Le dossier sensible du déguerpissement des habitants de Pakadjuma, à Kinshasa, a été au centre d’une audience entre le ministre des Droits humains, Samuel Mbemba Kabuya, et un collectif de députés nationaux élus du district de la Funa.
La délégation parlementaire, représentée par les honorables Dorothée Madiya et Eyanga Mboyo Venance, est venue exposer au ministre les préoccupations des populations affectées par l’opération menée par l’Hôtel de Ville de Kinshasa.
Entre légalité administrative et impératif humanitaire
À l’origine de cette situation : la décision des autorités urbaines de restituer la pleine jouissance du site à la Société Congolaise de Transport et Ports (SCTP), dans le cadre du programme de relance des trains urbains visant à désengorger la capitale congolaise.
Si, sur le plan juridique, l’occupation du site par les habitants est considérée comme irrégulière, les élus nationaux ont insisté sur les conditions de précarité dans lesquelles se retrouvent désormais plusieurs familles.
Durant plus d’une heure d’échanges, les parties ont passé en revue les implications sociales de l’opération, mettant l’accent sur la nécessité de concilier action publique et respect des droits humains.
« Il est essentiel que toute mesure administrative tienne compte de la dignité et de la protection des citoyens concernés », aurait souligné le ministre au cours de la rencontre, selon des sources proches du dossier.
Une piste de solution en préparation

À l’issue de l’audience, Samuel Mbemba Kabuya a rassuré ses interlocuteurs quant à son implication personnelle dans ce dossier.
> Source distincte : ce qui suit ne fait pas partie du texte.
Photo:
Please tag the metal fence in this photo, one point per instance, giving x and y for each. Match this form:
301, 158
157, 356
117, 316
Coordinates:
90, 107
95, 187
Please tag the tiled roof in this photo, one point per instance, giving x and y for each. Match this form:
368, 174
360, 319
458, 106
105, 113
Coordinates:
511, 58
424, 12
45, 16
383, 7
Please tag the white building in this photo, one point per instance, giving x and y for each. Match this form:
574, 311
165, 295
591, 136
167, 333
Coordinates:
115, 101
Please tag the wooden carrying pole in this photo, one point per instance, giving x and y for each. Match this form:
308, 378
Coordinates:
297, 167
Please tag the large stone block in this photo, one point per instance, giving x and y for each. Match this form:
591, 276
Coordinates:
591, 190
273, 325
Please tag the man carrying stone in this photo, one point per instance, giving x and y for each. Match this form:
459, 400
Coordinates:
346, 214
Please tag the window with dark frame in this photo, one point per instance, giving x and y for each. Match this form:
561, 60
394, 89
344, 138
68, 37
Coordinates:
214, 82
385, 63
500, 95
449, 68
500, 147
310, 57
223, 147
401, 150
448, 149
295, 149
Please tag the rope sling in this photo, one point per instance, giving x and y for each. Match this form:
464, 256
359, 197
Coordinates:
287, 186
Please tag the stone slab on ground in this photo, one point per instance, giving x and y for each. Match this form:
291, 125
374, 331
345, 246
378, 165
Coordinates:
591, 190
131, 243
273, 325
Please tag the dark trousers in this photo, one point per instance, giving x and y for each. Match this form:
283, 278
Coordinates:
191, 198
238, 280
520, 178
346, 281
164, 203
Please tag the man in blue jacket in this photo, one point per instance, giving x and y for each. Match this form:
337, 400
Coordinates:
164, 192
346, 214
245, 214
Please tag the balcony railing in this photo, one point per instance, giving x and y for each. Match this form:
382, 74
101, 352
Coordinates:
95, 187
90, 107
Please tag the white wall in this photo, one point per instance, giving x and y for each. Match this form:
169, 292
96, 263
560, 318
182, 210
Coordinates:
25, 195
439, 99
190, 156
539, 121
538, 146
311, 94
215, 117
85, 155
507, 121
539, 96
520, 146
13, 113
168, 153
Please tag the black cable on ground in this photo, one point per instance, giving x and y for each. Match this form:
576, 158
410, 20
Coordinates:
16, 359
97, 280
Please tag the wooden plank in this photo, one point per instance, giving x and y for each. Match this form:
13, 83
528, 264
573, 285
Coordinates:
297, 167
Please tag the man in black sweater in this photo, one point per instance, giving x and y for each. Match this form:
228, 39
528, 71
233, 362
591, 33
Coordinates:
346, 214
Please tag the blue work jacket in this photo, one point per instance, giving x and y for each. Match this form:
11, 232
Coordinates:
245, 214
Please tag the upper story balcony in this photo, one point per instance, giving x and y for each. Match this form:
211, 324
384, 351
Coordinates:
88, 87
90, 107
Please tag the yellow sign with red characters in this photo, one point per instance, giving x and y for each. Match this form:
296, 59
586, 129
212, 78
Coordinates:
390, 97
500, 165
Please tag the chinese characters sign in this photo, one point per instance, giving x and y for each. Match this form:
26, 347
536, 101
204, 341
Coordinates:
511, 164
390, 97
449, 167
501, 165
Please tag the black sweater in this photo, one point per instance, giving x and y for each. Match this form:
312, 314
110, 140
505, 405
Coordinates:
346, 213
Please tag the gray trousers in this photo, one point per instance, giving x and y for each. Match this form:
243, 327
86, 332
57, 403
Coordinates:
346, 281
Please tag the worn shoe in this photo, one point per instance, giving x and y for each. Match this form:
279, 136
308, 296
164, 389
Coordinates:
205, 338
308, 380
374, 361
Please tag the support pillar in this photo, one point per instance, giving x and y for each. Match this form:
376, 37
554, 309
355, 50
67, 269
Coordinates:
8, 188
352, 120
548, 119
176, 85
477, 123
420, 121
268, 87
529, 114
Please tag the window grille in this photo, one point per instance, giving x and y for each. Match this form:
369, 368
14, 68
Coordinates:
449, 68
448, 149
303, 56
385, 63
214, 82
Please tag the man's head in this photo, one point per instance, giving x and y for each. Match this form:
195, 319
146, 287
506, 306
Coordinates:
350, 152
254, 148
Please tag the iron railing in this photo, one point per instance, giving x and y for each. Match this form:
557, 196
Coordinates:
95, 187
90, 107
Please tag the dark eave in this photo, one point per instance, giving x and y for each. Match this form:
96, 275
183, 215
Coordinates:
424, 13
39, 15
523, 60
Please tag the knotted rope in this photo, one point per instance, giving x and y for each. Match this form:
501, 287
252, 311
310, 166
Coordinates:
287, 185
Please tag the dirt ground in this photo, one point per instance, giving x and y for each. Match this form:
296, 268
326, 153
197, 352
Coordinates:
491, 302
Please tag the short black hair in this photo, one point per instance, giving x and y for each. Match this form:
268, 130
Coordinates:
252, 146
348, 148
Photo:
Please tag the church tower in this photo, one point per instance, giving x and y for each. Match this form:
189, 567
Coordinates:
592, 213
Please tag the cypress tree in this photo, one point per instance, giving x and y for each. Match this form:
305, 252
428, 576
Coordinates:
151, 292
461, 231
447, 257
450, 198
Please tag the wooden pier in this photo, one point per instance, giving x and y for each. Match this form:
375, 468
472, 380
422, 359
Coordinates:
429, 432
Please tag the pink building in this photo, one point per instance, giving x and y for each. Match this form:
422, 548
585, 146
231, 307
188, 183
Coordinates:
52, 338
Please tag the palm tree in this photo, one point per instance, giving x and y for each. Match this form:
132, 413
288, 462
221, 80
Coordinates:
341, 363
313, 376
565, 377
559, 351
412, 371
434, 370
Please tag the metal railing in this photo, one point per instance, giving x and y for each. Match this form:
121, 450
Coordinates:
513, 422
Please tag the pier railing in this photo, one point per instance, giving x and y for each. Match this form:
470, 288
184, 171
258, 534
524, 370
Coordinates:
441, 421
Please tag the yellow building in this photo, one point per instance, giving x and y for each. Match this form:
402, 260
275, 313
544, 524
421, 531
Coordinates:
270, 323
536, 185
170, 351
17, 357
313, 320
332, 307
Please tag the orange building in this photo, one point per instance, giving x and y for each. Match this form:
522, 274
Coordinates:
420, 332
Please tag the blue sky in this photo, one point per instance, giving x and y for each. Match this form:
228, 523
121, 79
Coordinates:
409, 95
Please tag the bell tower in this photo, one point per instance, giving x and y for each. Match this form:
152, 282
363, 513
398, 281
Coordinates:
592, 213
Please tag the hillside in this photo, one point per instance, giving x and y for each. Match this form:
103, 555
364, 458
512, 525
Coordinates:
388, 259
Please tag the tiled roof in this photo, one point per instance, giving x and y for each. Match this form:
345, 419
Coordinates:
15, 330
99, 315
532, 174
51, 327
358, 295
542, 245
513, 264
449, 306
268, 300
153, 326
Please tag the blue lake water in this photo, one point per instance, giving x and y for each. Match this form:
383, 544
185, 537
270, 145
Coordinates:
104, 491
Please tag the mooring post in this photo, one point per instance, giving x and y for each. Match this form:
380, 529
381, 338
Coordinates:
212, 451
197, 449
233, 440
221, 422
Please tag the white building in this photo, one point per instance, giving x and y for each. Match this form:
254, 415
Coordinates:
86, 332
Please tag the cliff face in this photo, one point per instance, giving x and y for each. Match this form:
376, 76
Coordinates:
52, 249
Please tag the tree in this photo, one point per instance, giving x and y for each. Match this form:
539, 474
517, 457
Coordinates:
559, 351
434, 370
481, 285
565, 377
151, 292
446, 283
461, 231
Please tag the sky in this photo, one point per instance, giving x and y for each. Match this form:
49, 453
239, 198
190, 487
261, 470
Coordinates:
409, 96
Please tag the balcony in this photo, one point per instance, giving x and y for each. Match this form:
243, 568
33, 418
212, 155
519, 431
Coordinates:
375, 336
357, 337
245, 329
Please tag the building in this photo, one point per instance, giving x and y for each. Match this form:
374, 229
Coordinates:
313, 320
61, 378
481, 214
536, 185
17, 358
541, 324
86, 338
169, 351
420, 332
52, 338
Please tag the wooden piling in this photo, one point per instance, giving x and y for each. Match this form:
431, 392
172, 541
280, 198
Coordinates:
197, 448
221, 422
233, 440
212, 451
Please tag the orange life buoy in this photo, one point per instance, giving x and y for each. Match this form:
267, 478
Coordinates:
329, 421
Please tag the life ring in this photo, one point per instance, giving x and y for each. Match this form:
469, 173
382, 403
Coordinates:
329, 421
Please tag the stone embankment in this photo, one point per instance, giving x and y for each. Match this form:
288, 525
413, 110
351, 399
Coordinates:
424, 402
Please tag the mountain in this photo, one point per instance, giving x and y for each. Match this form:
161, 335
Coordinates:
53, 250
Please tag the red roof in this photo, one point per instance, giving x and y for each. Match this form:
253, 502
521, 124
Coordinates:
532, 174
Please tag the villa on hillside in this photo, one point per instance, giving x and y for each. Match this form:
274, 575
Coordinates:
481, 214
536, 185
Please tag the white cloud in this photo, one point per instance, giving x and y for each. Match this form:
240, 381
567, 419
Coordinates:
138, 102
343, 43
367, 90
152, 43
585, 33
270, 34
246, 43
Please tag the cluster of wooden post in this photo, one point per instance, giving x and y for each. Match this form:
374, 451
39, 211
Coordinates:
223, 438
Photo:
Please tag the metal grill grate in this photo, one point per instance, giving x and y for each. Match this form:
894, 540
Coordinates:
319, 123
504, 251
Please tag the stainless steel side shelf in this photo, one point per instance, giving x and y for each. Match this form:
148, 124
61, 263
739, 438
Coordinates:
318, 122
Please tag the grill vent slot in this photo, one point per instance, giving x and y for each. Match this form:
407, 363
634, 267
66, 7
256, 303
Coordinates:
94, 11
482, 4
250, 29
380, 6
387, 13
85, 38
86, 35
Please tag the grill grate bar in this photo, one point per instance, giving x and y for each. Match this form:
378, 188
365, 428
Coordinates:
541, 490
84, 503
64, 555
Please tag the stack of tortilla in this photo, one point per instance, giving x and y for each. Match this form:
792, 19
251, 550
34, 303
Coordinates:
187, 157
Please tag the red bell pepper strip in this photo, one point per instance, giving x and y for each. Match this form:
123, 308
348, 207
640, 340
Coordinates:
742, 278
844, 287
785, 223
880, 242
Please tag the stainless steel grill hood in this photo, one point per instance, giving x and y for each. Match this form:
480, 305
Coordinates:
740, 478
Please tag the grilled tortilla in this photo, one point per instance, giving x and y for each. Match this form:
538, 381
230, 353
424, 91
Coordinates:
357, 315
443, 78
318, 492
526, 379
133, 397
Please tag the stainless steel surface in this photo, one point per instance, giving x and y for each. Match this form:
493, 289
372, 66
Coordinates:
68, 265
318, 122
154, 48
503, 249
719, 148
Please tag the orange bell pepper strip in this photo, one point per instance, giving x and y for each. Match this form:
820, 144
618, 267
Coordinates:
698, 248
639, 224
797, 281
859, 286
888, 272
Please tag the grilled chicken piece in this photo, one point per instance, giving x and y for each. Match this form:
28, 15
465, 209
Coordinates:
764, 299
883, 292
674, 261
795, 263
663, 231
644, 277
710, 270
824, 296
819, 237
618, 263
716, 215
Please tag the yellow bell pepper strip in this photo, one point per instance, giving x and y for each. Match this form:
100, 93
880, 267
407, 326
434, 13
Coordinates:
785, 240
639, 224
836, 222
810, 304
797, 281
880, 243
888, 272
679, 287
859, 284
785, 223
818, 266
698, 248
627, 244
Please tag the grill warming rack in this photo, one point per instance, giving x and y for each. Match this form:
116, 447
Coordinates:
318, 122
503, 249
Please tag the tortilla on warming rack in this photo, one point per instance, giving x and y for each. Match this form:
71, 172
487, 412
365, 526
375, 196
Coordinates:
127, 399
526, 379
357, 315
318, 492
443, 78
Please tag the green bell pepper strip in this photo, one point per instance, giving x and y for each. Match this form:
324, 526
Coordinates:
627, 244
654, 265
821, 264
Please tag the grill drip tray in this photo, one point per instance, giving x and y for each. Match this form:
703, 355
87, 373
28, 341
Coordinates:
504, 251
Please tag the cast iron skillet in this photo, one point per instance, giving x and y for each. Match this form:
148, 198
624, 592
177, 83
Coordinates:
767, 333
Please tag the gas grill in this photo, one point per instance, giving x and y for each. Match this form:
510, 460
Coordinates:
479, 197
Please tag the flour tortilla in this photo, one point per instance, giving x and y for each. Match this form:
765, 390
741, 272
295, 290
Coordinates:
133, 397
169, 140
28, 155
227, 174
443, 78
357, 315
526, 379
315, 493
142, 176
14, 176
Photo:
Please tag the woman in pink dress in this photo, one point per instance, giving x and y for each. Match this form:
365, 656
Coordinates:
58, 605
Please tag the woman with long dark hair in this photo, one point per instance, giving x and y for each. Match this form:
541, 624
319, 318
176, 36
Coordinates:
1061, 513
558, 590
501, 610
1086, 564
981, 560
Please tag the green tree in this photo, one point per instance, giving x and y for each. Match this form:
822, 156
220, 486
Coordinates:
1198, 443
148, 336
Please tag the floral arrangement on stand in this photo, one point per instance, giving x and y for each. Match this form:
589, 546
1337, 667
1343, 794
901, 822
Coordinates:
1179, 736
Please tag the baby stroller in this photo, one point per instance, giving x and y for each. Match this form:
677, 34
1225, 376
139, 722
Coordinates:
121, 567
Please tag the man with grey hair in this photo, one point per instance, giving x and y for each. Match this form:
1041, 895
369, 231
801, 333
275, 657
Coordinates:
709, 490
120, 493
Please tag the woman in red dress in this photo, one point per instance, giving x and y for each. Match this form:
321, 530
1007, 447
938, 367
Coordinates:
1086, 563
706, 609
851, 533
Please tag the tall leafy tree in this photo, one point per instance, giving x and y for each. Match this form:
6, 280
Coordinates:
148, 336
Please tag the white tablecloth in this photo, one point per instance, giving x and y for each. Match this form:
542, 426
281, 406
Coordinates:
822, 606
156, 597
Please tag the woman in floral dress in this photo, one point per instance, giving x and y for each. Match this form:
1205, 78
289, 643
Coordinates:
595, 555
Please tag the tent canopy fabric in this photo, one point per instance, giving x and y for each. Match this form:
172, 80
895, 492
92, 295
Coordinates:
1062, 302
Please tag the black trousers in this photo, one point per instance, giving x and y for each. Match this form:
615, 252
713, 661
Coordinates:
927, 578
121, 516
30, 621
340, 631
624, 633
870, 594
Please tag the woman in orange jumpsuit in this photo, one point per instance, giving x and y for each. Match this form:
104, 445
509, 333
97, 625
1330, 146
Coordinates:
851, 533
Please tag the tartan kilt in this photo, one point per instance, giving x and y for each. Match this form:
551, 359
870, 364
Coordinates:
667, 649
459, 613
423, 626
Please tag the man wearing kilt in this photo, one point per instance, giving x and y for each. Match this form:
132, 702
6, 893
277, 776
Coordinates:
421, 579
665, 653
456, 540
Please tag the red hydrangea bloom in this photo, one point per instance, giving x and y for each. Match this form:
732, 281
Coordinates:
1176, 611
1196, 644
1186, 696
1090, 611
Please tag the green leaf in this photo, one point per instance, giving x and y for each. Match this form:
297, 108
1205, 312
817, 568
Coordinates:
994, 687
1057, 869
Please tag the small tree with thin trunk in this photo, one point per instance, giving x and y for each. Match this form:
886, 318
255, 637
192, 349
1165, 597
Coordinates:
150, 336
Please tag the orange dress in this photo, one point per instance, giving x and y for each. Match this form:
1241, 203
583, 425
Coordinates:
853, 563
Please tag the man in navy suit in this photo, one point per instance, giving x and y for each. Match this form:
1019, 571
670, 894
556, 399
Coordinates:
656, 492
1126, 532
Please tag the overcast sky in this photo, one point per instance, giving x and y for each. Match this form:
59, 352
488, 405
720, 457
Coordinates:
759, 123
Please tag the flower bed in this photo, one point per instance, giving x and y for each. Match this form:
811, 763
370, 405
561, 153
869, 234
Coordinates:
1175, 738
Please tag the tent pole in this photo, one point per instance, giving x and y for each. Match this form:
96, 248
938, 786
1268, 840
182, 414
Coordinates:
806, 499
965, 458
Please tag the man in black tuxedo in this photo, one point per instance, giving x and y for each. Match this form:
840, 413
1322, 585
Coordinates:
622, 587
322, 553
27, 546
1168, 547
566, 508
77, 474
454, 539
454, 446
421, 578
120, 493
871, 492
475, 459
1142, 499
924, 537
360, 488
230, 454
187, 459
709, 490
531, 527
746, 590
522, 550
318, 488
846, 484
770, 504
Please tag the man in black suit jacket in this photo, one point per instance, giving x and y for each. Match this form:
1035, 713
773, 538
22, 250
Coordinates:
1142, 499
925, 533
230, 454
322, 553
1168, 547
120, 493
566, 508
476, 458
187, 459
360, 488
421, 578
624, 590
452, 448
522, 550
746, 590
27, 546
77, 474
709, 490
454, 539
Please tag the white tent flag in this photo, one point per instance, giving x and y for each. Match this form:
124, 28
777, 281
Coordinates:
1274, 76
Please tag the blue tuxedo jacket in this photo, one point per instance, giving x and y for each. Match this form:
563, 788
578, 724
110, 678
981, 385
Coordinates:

Une piste de solution serait actuellement à l’étude et pourrait être examinée lors d’une prochaine réunion du Conseil des ministres.
Les députés de la Funa ont, pour leur part, salué « la promptitude et l’écoute » du ministre des Droits humains face à cette situation jugée préoccupante.
Rôle institutionnel du ministère
Dans l’exercice de ses fonctions, le ministre des Droits humains est chargé de veiller à la promotion et à la protection des droits fondamentaux des Congolais. Dans ce dossier précis, son intervention ne vise pas à remettre en cause la décision administrative de la Ville de Kinshasa, mais plutôt à explorer des mécanismes d’accompagnement et d’encadrement des populations concernées.